Slim was a failure; he stood for nothing in the world of achievement;
for all the difference that his going made, he might never have been
born. Then a thought as startling as the tangible appearance of some
ironic, grinning imp flashed to his mind. Who was he, Bruce Burt, to
criticise his partner, Slim? What more had he accomplished? How much
more difference would his own death make in anybody's life? His mother's
labored words came back with painful distinctness: "I've had such hopes
for you, my little boy. I've dreamed such dreams for you--I wanted to
see them all come true." An inarticulate sound came from him that was
both pain and self-disgust. He was close to twenty-eight--almost
thirty--and he'd spent the precious years "just bumming round." Nothing
to show for them but a little gold dust and the clothes he wore. He
wondered if his mother knew.
Her wedding ring was still in a faded velvet case that he kept among his
treasures. He never had seen a woman who had suggested ever so faintly
the thought that he should like to place it on her finger. There had
been women, of a kind--"Peroxide Louise," in Meadows, with her bovine
coquetry and loud-mouthed vivacity, yapping scandal up and down the
town, the transplanted product of a city's slums, not even loyal to the
man who had tried to raise her to his level.
Bruce never had considered marrying; the thought of it for himself
always made him smile. But why couldn't he--the thought now came
gradually, and grew--why _shouldn't_ he assume the responsibilities Slim
shirked if conditions were the same and help was still needed? In
expiation, perhaps, he could halfway make amends.

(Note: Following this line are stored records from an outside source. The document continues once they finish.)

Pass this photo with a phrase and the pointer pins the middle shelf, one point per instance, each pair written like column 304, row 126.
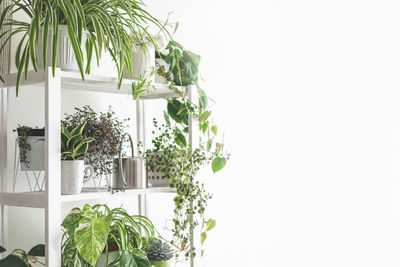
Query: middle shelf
column 38, row 199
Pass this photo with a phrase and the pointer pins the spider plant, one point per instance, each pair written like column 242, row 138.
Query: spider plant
column 88, row 232
column 74, row 145
column 112, row 25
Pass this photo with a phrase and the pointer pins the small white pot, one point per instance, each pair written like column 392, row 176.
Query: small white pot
column 157, row 178
column 158, row 78
column 65, row 53
column 72, row 172
column 112, row 256
column 34, row 156
column 143, row 63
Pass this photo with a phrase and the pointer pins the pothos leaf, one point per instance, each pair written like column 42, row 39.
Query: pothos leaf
column 180, row 139
column 38, row 251
column 214, row 129
column 210, row 224
column 218, row 164
column 91, row 238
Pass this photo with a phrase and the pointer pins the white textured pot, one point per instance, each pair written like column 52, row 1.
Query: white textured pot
column 112, row 256
column 72, row 172
column 155, row 177
column 158, row 78
column 143, row 63
column 34, row 156
column 65, row 53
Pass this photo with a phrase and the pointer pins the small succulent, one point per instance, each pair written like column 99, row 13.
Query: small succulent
column 74, row 145
column 159, row 251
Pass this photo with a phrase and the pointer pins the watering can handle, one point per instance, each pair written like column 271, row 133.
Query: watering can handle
column 120, row 156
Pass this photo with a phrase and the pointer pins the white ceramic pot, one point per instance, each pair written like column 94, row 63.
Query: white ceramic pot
column 143, row 63
column 34, row 156
column 158, row 78
column 157, row 178
column 65, row 53
column 72, row 172
column 112, row 256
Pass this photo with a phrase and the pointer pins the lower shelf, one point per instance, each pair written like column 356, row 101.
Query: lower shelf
column 38, row 199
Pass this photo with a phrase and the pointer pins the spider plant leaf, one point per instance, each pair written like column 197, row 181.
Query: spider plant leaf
column 77, row 50
column 55, row 41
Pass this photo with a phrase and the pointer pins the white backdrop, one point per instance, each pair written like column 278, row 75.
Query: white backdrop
column 307, row 92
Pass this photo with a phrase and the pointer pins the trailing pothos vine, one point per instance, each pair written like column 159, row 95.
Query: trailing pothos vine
column 180, row 161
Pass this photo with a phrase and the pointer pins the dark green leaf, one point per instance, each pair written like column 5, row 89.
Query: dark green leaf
column 127, row 259
column 210, row 224
column 218, row 164
column 13, row 261
column 38, row 251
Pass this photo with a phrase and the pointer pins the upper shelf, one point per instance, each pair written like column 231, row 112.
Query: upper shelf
column 93, row 83
column 38, row 199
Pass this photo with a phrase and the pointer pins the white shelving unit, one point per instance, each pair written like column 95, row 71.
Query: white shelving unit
column 51, row 199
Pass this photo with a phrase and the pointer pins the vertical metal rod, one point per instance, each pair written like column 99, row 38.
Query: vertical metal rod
column 140, row 129
column 53, row 168
column 3, row 162
column 193, row 141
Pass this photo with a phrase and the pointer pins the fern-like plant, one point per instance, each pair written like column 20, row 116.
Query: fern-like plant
column 74, row 145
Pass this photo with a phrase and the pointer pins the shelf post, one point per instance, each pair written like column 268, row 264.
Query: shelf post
column 194, row 142
column 53, row 167
column 3, row 162
column 140, row 135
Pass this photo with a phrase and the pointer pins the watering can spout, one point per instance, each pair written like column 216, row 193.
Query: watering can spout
column 129, row 172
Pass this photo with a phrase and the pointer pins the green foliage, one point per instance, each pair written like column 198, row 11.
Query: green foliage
column 140, row 87
column 19, row 258
column 106, row 129
column 218, row 164
column 183, row 65
column 113, row 26
column 181, row 164
column 88, row 232
column 159, row 251
column 74, row 145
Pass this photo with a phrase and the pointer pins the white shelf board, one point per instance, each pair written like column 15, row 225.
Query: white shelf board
column 29, row 199
column 105, row 195
column 94, row 83
column 37, row 199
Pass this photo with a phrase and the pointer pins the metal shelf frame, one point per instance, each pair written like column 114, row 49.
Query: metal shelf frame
column 51, row 199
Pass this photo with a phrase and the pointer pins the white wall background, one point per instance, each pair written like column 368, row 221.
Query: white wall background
column 308, row 94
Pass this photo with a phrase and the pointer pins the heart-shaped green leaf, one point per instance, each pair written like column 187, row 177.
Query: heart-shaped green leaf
column 218, row 164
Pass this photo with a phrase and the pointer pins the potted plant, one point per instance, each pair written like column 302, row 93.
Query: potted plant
column 159, row 253
column 19, row 257
column 161, row 159
column 106, row 129
column 74, row 147
column 88, row 232
column 143, row 59
column 31, row 148
column 82, row 27
column 180, row 163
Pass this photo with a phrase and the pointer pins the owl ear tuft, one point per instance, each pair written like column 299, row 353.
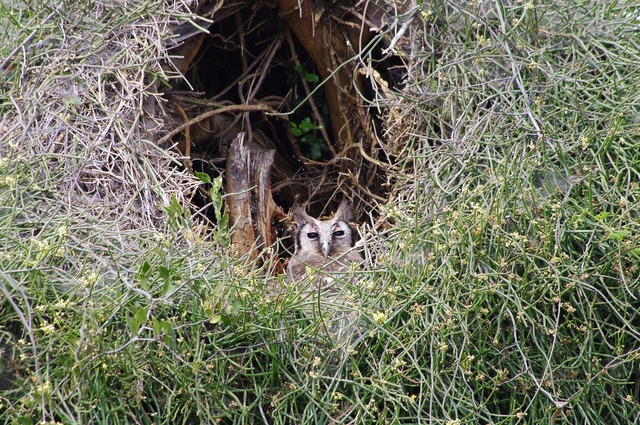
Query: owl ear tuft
column 300, row 216
column 344, row 211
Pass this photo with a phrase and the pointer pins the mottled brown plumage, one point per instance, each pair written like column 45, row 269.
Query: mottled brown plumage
column 323, row 244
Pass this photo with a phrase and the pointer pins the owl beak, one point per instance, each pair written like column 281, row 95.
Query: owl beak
column 326, row 248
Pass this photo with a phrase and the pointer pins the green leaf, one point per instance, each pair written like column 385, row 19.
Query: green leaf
column 203, row 177
column 306, row 125
column 164, row 272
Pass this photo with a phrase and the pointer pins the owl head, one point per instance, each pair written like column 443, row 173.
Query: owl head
column 326, row 237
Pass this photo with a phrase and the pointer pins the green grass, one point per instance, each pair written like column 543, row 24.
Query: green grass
column 505, row 290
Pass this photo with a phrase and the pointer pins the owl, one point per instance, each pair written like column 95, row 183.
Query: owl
column 324, row 244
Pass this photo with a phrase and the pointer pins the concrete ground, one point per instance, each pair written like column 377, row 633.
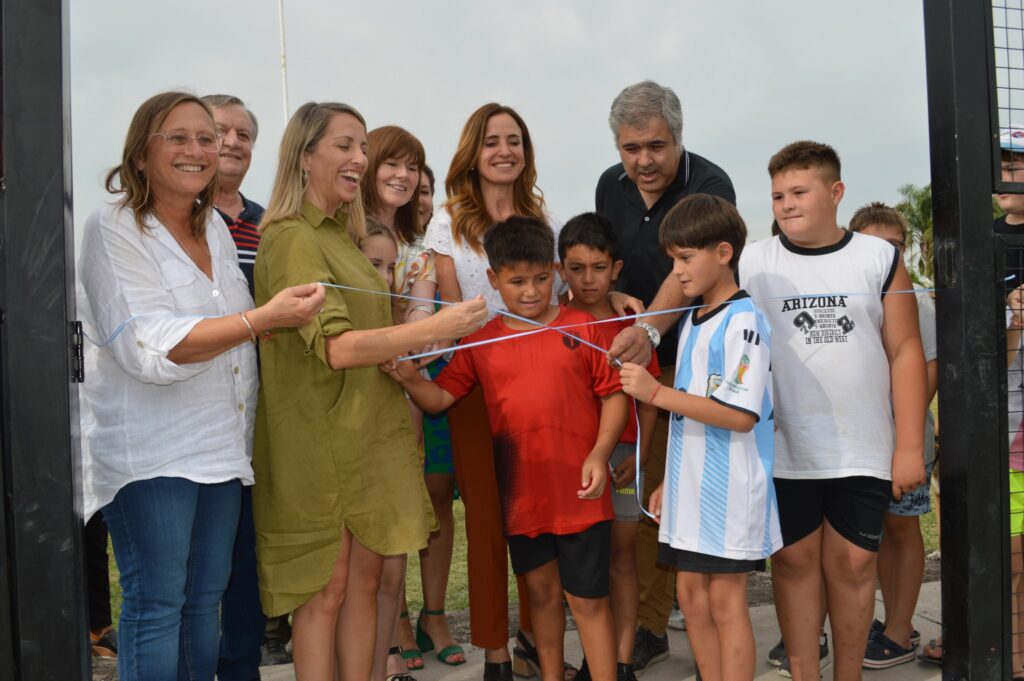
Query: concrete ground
column 680, row 664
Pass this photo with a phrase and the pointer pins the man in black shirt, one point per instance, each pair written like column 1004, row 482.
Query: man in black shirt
column 635, row 195
column 655, row 172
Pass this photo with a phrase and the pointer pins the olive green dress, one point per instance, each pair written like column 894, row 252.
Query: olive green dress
column 333, row 449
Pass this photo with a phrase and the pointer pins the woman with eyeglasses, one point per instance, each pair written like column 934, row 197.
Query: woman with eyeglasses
column 339, row 479
column 170, row 392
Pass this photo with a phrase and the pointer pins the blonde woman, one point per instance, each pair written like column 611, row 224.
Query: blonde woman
column 339, row 484
column 167, row 413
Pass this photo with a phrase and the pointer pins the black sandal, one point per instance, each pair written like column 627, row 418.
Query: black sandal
column 497, row 671
column 525, row 663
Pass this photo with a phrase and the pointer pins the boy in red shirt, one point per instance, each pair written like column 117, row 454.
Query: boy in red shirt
column 556, row 412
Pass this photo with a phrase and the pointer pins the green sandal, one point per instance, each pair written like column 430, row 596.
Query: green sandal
column 426, row 643
column 413, row 656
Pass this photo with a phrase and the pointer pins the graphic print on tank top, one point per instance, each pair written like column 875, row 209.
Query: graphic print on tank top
column 821, row 318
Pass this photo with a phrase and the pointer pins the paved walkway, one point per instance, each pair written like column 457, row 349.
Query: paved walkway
column 680, row 665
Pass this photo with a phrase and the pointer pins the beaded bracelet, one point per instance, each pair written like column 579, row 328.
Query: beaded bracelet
column 252, row 332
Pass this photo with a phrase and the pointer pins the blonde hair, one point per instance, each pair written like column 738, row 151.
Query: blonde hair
column 303, row 132
column 376, row 228
column 133, row 184
column 465, row 200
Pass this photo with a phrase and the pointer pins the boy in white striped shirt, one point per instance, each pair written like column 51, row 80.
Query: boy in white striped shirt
column 717, row 507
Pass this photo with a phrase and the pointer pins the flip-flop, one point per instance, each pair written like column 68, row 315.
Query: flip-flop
column 931, row 660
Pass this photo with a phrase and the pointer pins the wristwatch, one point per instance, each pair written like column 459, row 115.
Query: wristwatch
column 652, row 334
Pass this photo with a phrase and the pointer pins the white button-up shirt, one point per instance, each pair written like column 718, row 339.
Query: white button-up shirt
column 142, row 415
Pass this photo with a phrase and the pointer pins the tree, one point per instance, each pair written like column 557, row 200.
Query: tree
column 915, row 207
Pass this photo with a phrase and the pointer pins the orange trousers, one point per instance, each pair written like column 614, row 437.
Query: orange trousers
column 486, row 548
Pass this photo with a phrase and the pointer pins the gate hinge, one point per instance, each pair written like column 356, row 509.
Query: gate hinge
column 77, row 349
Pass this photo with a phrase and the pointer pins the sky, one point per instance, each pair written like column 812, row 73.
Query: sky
column 752, row 77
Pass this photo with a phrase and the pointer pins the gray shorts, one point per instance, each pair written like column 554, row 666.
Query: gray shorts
column 625, row 501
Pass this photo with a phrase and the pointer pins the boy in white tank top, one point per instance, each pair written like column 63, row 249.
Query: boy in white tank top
column 849, row 378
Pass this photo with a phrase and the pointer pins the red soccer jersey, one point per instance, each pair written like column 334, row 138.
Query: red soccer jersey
column 630, row 434
column 543, row 394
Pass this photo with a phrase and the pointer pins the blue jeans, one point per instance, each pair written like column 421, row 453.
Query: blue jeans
column 242, row 619
column 172, row 539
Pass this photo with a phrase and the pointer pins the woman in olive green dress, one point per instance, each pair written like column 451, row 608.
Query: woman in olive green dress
column 339, row 484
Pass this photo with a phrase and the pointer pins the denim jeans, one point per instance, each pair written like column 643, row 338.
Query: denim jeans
column 172, row 540
column 242, row 620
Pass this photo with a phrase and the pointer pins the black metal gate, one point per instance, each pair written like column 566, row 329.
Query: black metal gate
column 975, row 55
column 42, row 602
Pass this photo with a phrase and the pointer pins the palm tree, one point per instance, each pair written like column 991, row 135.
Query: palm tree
column 915, row 207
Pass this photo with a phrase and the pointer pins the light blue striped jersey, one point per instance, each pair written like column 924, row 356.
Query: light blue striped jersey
column 719, row 498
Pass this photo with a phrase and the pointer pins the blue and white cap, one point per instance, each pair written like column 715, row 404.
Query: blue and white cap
column 1012, row 139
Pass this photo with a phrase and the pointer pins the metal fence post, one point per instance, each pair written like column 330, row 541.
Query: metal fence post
column 972, row 377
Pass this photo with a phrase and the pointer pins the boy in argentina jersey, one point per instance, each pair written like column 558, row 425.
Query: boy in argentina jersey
column 717, row 504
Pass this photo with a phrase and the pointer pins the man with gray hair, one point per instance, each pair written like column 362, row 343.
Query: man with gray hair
column 247, row 639
column 656, row 171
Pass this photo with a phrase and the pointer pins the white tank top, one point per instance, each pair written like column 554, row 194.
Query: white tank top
column 833, row 394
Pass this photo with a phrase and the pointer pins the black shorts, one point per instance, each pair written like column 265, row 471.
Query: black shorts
column 584, row 558
column 854, row 506
column 691, row 561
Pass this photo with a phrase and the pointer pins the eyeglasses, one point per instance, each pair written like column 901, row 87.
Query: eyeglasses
column 208, row 143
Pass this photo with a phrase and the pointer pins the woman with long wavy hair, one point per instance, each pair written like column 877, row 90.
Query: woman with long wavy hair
column 339, row 483
column 492, row 177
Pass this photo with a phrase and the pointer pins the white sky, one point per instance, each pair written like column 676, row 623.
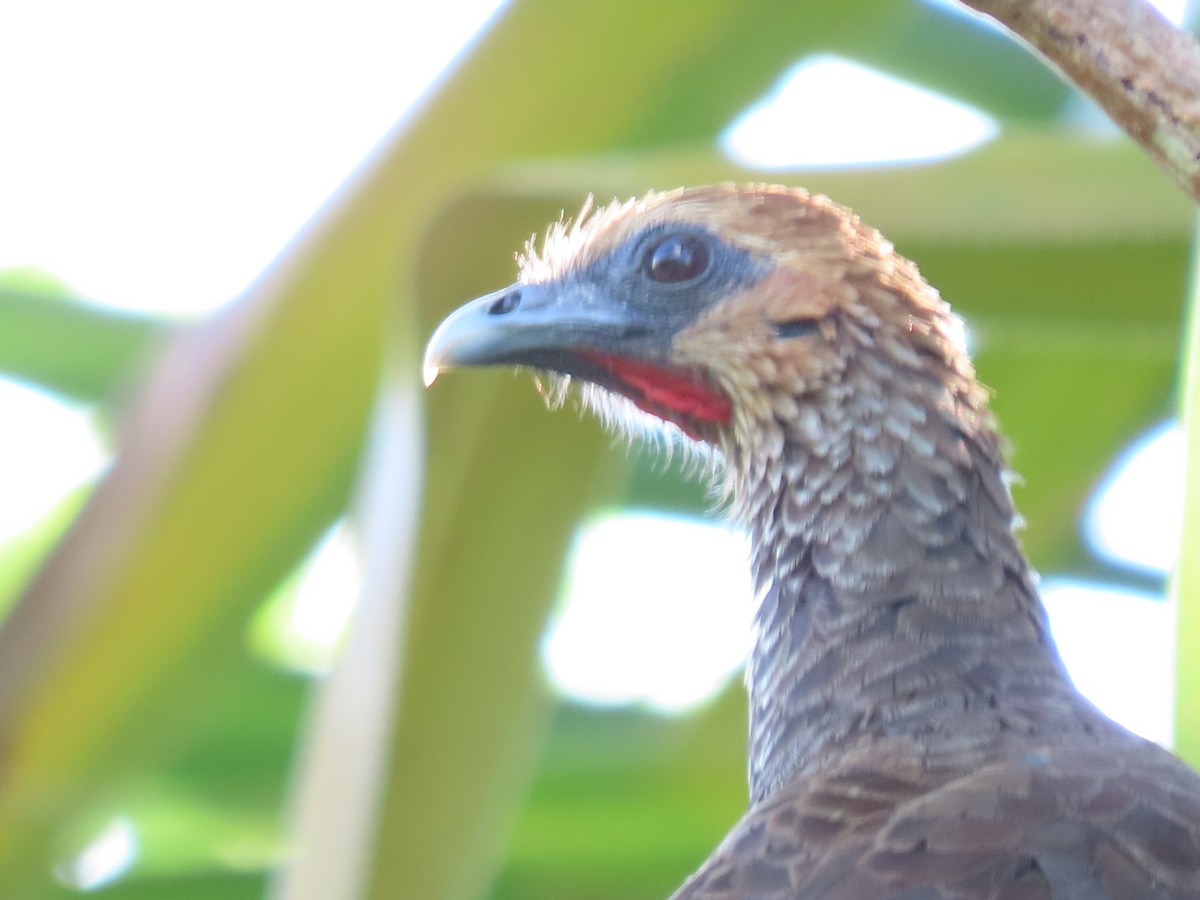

He'd write and mail the letter in Ore City as soon as he could snowshoe
out. He'd express them half the dust and tell them that 'twas Slim's.
He'd----"OO--oo--ough!" he shivered--he'd forgotten to stoke the fire.
Oh, well, a soogan would do him well enough.
He pulled a quilt from under Slim and wrapped it about his own
shoulders. Then he sat down again by the fireless stove and laid his
head on his folded arms upon the rough pine table. The still body on
the bunk grew stark while he slept, the swift-running river froze from
shore to shore, the snow piled in drifts, obliterating trails and
blocking passes, weighting the pines to the breaking point, while the
intense cold struck the chill of death into the balls of feathers
huddled for shelter under the flat branches of the spruces.